Mother’s Day proved bittersweet for Nicole Melillo Shaw, relaxing with her family and sipping a glass of her favourite wine.
For the first time, Volvo had sold more than 11,000 cars in a month in the UK — a milestone for Melillo Shaw, the carmaker’s British head. But it was one that was quickly overshadowed by an email announcing the shock exit of group chief executive Jim Rowan.
“I was halfway through a glass of rosé,” she says. “Did it come as a surprise? Yes, because on Sunday afternoon, enjoying Mother’s Day, I wasn’t thinking about anything like that.”
Volvo has been selling cars in the UK since 1958. So news that it is breaking records in what is now its third-biggest market will come as a rare glimmer of light for an industry among the most exposed to the doom and gloom of trade wars and deglobalisation.
The departure of Rowan, the former chief executive of Dyson, shocked some, not least because it came hot on the heels of the carmaker reporting record profits for last year.
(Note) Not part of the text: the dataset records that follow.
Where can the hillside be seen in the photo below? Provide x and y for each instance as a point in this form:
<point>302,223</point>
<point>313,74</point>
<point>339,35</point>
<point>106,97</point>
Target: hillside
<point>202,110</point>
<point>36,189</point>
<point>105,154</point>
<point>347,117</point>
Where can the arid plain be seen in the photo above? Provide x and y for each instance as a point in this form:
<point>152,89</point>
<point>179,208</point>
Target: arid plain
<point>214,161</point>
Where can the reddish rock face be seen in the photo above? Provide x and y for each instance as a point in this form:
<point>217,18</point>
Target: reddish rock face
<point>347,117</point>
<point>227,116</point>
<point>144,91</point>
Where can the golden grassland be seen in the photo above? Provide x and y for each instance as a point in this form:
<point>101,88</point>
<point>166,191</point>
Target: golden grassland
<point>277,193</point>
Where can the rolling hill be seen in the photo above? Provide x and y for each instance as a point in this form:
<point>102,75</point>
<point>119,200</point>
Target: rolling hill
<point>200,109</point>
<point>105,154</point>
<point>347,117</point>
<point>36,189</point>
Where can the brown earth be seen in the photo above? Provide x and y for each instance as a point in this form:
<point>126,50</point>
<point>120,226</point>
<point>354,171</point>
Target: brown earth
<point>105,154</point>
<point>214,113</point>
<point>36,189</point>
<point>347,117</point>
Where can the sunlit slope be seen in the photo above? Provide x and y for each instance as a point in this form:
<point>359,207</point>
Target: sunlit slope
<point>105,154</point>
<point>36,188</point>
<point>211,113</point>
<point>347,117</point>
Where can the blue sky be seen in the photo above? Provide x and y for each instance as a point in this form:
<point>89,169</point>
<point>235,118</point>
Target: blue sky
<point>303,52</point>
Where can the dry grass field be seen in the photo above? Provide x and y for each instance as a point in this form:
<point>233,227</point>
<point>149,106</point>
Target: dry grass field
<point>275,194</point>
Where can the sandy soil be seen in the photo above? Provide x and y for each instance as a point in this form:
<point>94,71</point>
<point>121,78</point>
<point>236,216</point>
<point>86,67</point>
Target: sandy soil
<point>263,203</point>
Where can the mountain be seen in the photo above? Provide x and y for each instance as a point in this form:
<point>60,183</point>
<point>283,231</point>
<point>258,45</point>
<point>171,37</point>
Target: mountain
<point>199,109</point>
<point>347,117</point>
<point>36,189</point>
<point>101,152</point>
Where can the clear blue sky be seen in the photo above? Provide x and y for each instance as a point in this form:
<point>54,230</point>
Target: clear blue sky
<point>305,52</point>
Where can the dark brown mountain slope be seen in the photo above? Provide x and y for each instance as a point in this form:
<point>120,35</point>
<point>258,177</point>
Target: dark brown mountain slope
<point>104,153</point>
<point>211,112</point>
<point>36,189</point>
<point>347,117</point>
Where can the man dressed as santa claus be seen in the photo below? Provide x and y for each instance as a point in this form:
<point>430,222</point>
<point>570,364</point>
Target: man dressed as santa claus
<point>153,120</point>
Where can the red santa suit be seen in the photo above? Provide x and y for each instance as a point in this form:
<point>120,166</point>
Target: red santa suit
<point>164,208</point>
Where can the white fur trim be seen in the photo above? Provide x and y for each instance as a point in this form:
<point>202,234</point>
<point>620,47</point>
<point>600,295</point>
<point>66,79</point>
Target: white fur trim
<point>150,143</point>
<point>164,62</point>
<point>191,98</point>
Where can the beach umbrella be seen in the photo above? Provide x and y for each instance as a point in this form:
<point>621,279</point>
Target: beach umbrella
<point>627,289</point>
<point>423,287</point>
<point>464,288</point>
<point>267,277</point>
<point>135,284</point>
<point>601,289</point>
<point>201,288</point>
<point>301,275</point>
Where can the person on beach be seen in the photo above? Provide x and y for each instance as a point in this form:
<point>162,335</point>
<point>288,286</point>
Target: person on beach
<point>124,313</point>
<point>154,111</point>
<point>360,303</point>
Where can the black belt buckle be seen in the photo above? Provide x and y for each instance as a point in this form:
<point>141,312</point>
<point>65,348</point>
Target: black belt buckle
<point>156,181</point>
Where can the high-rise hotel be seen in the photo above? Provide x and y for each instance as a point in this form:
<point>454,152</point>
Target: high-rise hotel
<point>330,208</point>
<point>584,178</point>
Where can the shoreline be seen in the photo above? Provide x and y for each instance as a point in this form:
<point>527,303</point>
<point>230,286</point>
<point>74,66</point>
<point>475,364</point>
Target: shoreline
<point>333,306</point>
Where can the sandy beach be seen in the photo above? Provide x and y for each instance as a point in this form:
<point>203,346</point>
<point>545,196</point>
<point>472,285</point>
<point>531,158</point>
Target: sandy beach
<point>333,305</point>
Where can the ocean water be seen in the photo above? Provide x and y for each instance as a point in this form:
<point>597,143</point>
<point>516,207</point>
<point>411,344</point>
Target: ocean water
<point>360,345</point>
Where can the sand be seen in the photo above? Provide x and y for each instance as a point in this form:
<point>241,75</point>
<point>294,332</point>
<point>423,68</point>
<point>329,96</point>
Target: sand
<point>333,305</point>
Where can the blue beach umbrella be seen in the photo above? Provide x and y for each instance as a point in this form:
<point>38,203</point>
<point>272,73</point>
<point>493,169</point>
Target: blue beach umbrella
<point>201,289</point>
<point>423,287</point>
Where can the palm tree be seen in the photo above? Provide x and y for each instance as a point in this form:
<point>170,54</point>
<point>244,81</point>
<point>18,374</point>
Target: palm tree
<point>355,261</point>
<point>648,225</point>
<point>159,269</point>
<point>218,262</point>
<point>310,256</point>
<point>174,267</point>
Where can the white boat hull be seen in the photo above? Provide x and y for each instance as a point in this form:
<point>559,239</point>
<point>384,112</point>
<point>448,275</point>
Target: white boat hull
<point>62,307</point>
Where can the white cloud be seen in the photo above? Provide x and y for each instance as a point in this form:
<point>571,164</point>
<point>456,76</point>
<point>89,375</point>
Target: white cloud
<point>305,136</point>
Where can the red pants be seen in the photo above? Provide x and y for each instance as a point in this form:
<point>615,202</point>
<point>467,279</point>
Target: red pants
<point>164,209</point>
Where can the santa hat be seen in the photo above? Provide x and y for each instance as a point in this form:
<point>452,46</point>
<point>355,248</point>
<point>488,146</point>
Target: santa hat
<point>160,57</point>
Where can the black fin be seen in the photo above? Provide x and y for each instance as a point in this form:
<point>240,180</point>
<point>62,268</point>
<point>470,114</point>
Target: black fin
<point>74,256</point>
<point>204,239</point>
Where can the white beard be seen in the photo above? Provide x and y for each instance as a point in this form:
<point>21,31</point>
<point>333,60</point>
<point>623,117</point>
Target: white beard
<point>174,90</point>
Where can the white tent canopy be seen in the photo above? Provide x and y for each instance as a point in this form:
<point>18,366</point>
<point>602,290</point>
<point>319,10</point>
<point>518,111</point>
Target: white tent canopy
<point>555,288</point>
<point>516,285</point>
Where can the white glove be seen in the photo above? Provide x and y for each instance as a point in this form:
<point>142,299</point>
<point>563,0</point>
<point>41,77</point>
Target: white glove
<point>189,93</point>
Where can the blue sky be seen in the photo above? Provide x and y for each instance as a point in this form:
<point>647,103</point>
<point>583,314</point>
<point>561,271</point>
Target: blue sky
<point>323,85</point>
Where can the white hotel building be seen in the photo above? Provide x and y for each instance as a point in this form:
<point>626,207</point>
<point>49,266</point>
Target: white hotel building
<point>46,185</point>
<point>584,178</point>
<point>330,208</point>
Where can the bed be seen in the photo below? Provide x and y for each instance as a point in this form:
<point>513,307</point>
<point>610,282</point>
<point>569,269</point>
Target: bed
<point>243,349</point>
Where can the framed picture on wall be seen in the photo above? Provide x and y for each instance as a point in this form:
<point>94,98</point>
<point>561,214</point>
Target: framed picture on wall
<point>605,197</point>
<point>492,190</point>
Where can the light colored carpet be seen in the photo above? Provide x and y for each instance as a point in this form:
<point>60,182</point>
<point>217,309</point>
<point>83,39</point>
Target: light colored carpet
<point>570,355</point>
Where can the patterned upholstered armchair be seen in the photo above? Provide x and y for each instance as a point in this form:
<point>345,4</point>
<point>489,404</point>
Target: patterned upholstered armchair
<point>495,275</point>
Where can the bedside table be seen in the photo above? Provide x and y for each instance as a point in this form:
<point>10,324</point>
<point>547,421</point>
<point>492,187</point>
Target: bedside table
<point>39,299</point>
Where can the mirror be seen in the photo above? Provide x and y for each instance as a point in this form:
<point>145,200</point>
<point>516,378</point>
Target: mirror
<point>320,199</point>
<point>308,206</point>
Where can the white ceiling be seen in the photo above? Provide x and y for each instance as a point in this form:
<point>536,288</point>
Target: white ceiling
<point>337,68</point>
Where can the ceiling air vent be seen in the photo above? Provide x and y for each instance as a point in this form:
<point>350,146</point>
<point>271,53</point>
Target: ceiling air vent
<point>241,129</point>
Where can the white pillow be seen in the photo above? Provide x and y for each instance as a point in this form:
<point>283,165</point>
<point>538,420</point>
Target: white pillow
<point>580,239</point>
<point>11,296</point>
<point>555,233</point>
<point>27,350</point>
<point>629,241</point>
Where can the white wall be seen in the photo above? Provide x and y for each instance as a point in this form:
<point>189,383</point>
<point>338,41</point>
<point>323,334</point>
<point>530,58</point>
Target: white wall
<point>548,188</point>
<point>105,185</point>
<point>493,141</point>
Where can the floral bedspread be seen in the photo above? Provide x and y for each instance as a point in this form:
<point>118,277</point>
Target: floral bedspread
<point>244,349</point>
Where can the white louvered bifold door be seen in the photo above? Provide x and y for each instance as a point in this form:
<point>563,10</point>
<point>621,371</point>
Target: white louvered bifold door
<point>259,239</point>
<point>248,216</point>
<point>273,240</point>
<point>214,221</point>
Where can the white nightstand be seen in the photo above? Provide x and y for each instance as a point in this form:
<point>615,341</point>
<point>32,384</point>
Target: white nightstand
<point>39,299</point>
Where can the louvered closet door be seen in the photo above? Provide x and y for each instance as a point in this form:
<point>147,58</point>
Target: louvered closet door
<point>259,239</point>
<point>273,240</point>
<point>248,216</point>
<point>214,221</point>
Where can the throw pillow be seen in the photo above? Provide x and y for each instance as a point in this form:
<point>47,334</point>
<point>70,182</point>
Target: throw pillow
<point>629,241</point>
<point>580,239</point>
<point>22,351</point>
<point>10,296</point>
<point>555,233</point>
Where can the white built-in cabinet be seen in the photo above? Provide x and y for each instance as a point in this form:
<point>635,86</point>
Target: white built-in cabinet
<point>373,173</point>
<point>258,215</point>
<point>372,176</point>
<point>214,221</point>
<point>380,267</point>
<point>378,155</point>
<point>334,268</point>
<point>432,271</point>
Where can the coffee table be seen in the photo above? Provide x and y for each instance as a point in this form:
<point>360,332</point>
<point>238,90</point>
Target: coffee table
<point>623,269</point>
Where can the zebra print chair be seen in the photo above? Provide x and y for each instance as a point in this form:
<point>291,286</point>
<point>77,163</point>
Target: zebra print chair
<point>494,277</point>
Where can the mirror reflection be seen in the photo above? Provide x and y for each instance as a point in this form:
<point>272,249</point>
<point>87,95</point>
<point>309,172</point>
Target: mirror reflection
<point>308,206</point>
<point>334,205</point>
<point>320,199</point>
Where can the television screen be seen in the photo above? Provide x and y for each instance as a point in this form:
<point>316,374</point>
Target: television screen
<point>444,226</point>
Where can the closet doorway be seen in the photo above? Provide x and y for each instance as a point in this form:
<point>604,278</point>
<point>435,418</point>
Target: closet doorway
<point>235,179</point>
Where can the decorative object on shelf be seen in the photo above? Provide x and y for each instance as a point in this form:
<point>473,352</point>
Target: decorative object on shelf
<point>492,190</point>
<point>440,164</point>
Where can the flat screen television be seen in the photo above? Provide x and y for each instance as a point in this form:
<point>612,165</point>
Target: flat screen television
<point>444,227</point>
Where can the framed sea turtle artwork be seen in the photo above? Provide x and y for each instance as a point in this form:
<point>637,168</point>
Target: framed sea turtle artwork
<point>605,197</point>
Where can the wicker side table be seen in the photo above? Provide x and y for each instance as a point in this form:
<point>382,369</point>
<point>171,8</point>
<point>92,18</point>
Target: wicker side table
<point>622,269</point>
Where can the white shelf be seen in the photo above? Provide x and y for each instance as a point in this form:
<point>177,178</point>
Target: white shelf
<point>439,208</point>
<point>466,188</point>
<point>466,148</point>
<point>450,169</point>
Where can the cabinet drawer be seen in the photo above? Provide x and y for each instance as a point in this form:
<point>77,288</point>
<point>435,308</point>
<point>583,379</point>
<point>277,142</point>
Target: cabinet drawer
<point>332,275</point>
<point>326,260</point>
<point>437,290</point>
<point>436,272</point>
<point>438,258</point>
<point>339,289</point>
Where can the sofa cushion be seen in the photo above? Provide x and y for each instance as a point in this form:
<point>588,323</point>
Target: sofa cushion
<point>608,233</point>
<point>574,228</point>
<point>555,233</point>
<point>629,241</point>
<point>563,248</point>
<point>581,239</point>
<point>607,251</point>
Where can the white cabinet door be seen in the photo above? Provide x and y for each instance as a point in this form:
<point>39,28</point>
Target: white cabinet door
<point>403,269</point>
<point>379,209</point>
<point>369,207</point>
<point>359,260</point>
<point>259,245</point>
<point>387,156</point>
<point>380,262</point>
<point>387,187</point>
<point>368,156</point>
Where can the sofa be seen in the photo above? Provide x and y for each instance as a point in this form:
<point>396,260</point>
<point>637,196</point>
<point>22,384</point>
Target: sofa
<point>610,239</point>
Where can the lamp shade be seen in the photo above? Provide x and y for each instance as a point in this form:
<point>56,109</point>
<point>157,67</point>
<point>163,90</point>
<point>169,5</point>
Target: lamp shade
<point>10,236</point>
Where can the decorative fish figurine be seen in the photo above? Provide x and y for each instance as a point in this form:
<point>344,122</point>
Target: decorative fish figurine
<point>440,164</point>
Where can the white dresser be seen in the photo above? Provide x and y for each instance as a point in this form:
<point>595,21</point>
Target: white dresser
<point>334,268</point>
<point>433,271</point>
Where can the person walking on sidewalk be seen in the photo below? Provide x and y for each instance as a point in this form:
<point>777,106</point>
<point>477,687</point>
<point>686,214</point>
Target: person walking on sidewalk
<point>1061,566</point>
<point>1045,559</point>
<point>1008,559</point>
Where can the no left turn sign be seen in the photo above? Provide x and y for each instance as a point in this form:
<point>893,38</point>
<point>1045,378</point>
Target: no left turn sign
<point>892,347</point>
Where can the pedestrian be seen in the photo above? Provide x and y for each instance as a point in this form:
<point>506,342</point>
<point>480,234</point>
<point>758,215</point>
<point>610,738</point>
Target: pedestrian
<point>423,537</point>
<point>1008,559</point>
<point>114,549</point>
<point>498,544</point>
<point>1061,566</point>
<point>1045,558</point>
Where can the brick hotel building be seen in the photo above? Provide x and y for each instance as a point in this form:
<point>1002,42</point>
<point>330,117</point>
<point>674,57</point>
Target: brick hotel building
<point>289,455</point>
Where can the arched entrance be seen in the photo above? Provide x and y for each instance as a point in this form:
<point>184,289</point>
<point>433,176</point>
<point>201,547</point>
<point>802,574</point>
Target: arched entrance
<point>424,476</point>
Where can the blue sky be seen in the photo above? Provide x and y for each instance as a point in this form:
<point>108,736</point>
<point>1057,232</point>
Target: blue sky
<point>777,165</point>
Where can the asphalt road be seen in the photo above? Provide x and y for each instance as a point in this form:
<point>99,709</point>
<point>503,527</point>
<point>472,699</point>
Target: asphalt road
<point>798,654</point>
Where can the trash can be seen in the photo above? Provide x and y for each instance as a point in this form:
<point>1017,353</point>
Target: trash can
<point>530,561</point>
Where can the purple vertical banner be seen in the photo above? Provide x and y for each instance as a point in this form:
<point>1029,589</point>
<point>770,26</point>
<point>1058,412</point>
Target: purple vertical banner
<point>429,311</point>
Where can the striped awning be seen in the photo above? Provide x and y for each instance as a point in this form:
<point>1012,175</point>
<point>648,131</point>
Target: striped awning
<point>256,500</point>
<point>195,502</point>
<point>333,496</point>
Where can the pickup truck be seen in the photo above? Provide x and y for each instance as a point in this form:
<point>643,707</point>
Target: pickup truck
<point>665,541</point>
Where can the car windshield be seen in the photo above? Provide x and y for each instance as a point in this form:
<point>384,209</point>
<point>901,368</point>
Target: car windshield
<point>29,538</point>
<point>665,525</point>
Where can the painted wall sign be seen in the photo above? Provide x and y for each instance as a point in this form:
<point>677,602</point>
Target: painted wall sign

Others, however, cited an embarrassing U-turn on going all-electric by the end of the decade, and plunging electric vehicle (EV) sales in the US, as potential reasons for Volvo letting the Scottish executive go.
But sitting in Volvo’s UK headquarters on the outskirts of Maidenhead, Berkshire, Melillo Shaw is determined to look on the bright side.
Not only were total UK sales of 11,898 in March the best for any month in Volvo’s history, the company notched up a record quarter, with more than 18,000 vehicles delivered in the first three months of the year. This means Volvo had 3.3 per cent of the country’s new car market last month, more than Renault and not far behind Land Rover. The UK has leapfrogged Germany to be Volvo’s biggest market after China and the US. And yes, that means Volvo sells considerably more cars in the UK than it does in its native Sweden.
“It’s a real statement of our progression,” Melillo Shaw says. “Our aspiration was to have a five-digit number. But to get to more than 11,500 deliveries is just phenomenal.”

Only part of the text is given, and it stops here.